# any discount codes for Florida?



## anne1125 (Jan 12, 2006)

We're going to Tampa in March.  Would prefer to use Dollar or Budget.  Best rate we found was $250.00 week for premium car.

Anyone have any good discount codes?

Thanks,

Anne


----------



## cindi (Jan 12, 2006)

I like to go to mousesavers.com and check on their car rental section.

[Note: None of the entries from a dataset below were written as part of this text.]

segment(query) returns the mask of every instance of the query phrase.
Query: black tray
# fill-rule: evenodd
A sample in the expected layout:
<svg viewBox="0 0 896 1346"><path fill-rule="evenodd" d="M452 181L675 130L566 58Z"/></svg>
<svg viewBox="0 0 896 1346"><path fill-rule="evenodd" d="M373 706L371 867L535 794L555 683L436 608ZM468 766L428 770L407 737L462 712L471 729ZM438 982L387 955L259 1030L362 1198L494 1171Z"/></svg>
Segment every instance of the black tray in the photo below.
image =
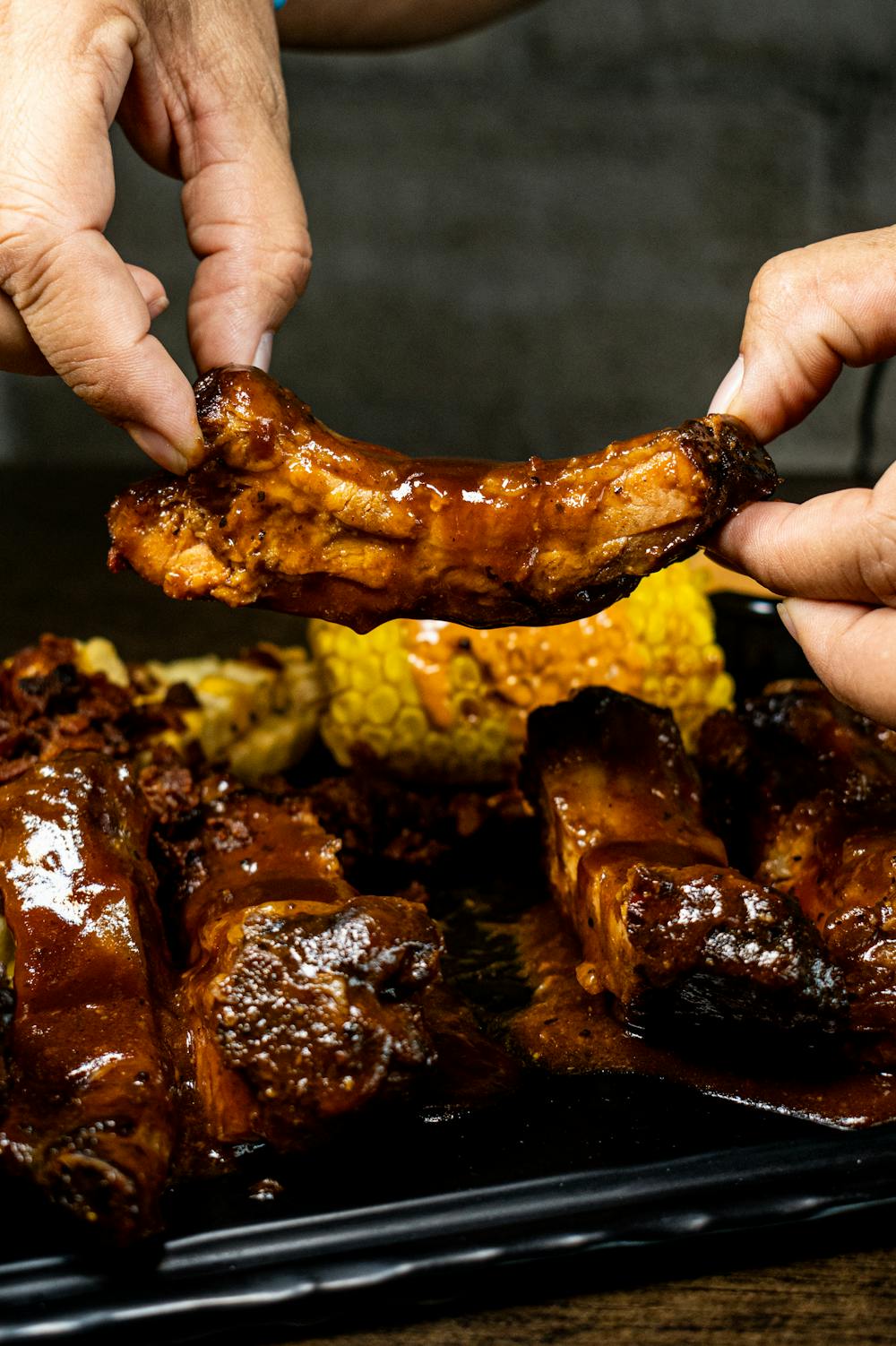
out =
<svg viewBox="0 0 896 1346"><path fill-rule="evenodd" d="M725 596L740 685L805 666L774 604ZM253 1186L276 1176L276 1201ZM0 1343L176 1342L301 1329L391 1291L463 1294L502 1267L870 1211L896 1202L896 1124L839 1132L665 1079L526 1077L478 1109L381 1112L311 1156L174 1194L161 1246L71 1250L28 1190L0 1221Z"/></svg>

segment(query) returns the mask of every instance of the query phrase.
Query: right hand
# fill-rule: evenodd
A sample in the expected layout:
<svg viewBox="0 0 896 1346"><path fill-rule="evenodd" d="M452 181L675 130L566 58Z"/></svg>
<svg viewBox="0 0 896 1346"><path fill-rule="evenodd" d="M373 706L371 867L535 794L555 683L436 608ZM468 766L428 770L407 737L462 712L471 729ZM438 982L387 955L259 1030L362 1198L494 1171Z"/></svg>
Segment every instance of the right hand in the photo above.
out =
<svg viewBox="0 0 896 1346"><path fill-rule="evenodd" d="M767 262L740 350L710 409L763 441L803 420L844 365L896 354L896 229ZM896 464L873 490L748 505L712 552L784 595L787 630L835 696L896 727Z"/></svg>
<svg viewBox="0 0 896 1346"><path fill-rule="evenodd" d="M266 366L311 260L273 5L0 0L0 369L61 374L184 471L203 443L190 381L149 332L164 287L104 236L109 127L184 180L199 370Z"/></svg>

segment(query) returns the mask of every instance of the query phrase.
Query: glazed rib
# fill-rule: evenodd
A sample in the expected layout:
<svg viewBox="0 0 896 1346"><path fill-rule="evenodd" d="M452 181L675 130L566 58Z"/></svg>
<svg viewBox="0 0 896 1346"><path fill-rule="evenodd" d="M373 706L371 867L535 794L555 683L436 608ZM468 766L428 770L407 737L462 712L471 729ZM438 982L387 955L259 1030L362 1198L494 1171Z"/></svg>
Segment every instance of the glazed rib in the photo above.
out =
<svg viewBox="0 0 896 1346"><path fill-rule="evenodd" d="M358 631L397 616L587 616L778 485L747 427L722 416L580 458L476 463L344 439L256 369L214 370L196 404L214 456L118 497L112 568L171 598Z"/></svg>
<svg viewBox="0 0 896 1346"><path fill-rule="evenodd" d="M439 933L417 903L355 892L336 848L299 797L239 789L184 845L179 1003L215 1141L301 1147L433 1058Z"/></svg>
<svg viewBox="0 0 896 1346"><path fill-rule="evenodd" d="M850 1026L896 1039L896 754L892 732L818 684L778 684L720 713L701 770L763 883L791 894L819 929L849 995Z"/></svg>
<svg viewBox="0 0 896 1346"><path fill-rule="evenodd" d="M838 979L815 931L728 867L667 711L605 688L538 709L526 773L587 991L609 992L634 1027L837 1027Z"/></svg>
<svg viewBox="0 0 896 1346"><path fill-rule="evenodd" d="M59 756L0 790L15 938L0 1151L122 1242L159 1228L175 1128L147 833L126 767L98 754Z"/></svg>

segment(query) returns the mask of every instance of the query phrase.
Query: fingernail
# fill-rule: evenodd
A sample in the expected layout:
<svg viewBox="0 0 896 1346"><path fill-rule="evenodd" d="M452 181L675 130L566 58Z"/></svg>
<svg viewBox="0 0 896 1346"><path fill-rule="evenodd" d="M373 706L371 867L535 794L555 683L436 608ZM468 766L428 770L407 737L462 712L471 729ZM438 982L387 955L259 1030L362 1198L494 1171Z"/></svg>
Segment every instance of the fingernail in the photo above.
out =
<svg viewBox="0 0 896 1346"><path fill-rule="evenodd" d="M252 357L252 363L256 366L256 369L264 369L266 374L268 370L270 369L272 354L273 354L273 332L265 332L261 341L258 342L256 354Z"/></svg>
<svg viewBox="0 0 896 1346"><path fill-rule="evenodd" d="M184 455L174 444L170 444L157 429L149 429L148 425L135 425L132 421L125 424L125 429L135 444L144 454L148 454L159 467L167 467L170 472L178 472L178 475L183 475L187 471L187 459Z"/></svg>
<svg viewBox="0 0 896 1346"><path fill-rule="evenodd" d="M787 611L787 604L786 603L779 603L778 604L778 615L782 619L782 622L784 623L784 629L787 630L787 634L792 635L792 638L796 639L796 627L794 626L792 618L791 618L790 612Z"/></svg>
<svg viewBox="0 0 896 1346"><path fill-rule="evenodd" d="M712 402L709 404L708 416L724 416L735 397L740 392L740 385L744 381L744 357L739 355L735 363L731 366L721 384L716 389Z"/></svg>

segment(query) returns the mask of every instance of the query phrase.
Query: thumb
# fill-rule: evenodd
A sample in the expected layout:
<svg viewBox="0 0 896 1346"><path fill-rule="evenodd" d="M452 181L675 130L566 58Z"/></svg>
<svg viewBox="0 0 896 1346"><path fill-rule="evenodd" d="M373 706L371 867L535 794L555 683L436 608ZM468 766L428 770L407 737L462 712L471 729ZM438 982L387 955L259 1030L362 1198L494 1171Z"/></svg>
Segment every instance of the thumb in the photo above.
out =
<svg viewBox="0 0 896 1346"><path fill-rule="evenodd" d="M896 728L896 611L860 603L787 599L780 618L829 692Z"/></svg>
<svg viewBox="0 0 896 1346"><path fill-rule="evenodd" d="M845 234L766 262L751 292L740 355L710 411L768 443L803 420L844 365L896 354L896 229Z"/></svg>

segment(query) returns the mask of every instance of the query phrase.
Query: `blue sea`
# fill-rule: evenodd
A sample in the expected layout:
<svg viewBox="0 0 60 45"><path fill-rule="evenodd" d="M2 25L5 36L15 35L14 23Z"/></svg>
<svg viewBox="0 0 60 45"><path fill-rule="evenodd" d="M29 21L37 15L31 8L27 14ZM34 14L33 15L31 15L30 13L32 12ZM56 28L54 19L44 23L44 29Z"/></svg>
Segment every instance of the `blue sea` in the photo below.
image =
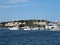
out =
<svg viewBox="0 0 60 45"><path fill-rule="evenodd" d="M60 45L60 31L0 30L0 45Z"/></svg>

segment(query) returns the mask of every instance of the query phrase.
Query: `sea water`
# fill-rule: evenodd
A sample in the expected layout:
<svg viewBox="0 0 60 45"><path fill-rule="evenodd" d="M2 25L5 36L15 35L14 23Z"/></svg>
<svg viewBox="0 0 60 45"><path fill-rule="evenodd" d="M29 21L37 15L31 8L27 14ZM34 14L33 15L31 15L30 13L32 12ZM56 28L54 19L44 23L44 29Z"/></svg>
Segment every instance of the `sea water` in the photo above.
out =
<svg viewBox="0 0 60 45"><path fill-rule="evenodd" d="M60 45L60 31L0 30L0 45Z"/></svg>

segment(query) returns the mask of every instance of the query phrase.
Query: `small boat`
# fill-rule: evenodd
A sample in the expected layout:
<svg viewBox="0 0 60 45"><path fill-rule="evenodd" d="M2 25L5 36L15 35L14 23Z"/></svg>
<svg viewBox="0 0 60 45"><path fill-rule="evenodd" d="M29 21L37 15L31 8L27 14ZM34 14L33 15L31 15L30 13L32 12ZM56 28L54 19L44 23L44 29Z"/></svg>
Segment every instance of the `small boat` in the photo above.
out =
<svg viewBox="0 0 60 45"><path fill-rule="evenodd" d="M16 27L10 27L10 28L8 28L9 30L19 30L19 27L18 26L16 26Z"/></svg>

They list all kinds of discounts for each car dealer.


----------



## MULTIZ321 (Jan 12, 2006)

*Car Rental Codes*

Anne,

Check Traveldepot.net for Car Discount Codes 

also  Rentalcodes.com Car Rental Codes 

Another good site to check for car rental discounts is Breezenet Car Rental Discounts 

Richard


----------



## Mush (Jan 12, 2006)

AVIS

D005297
amateur sports assistance program.

Let me know if it ain't "Great".


----------



## anne1125 (Jan 12, 2006)

Thanks for the replies.  Mush, the discount coded does reduce ALOT, but my husband wants Budget or Dollar.  Thanks for the info.

Anne


----------



## mikey0531 (Jan 13, 2006)

Hey Mush

I used the code and it cut $100 off a rate that we already thought was good through Budget.

Thanks a lot!

Debi


----------



## Luanne (Jan 13, 2006)

anne1125 said:
			
		

> Thanks for the replies.  Mush, the discount coded does reduce ALOT, but my husband wants Budget or Dollar.  Thanks for the info.
> 
> Anne



Just curious why?  Given a choice, and especially if the price was less, I'd much prefer Avis over Budget or Dollar.


----------



## Luanne (Jan 13, 2006)

Mush said:
			
		

> AVIS
> 
> D005297
> amateur sports assistance program.
> ...



I checked against a current reservation with Avis.  My corporate rate still beats this one by about $60 for the week.


----------



## anne1125 (Jan 13, 2006)

Luanne, he already has the fastlane or whatever each company calls it, so he doesn't have to wait in line.

It saves a lot of time.  

The other companies probably have it too, but he is already signed up with these two.

Anne


----------



## Luanne (Jan 13, 2006)

anne1125 said:
			
		

> Luanne, he already has the fastlane or whatever each company calls it, so he doesn't have to wait in line.
> 
> It saves a lot of time.
> 
> ...



Got it.   That's why I like Avis.


----------



## mikey0531 (Jan 13, 2006)

Hi Luanne,

What corporate rate do you use -- corp you work for or something?  We're trying to find a way to get the lowest possible rate for our mini van rental for a week out of Miami.

Thanks, Debi


----------



## Luanne (Jan 13, 2006)

mikey0531 said:
			
		

> Hi Luanne,
> 
> What corporate rate do you use -- corp you work for or something?  We're trying to find a way to get the lowest possible rate for our mini van rental for a week out of Miami.
> 
> Thanks, Debi



I use the corp rate that is provided when I use my Avis Wizard number.  I'm sure it's something negotiated by the company I work for.  I'm only suggesting that when looking for car rental rates, if you have a corporate discount, check to see what those rates are.


----------



## vacationjeanie (Jan 16, 2006)

What is name of site to check discounts?  Thanks.


----------



## Egret1986 (Jan 24, 2006)

*I appreciate you sharing this!*



			
				Mush said:
			
		

> AVIS
> 
> D005297
> amateur sports assistance program.
> ...



Got referred back to this thread from another thread.  Thanks!  I used it and it is great!


----------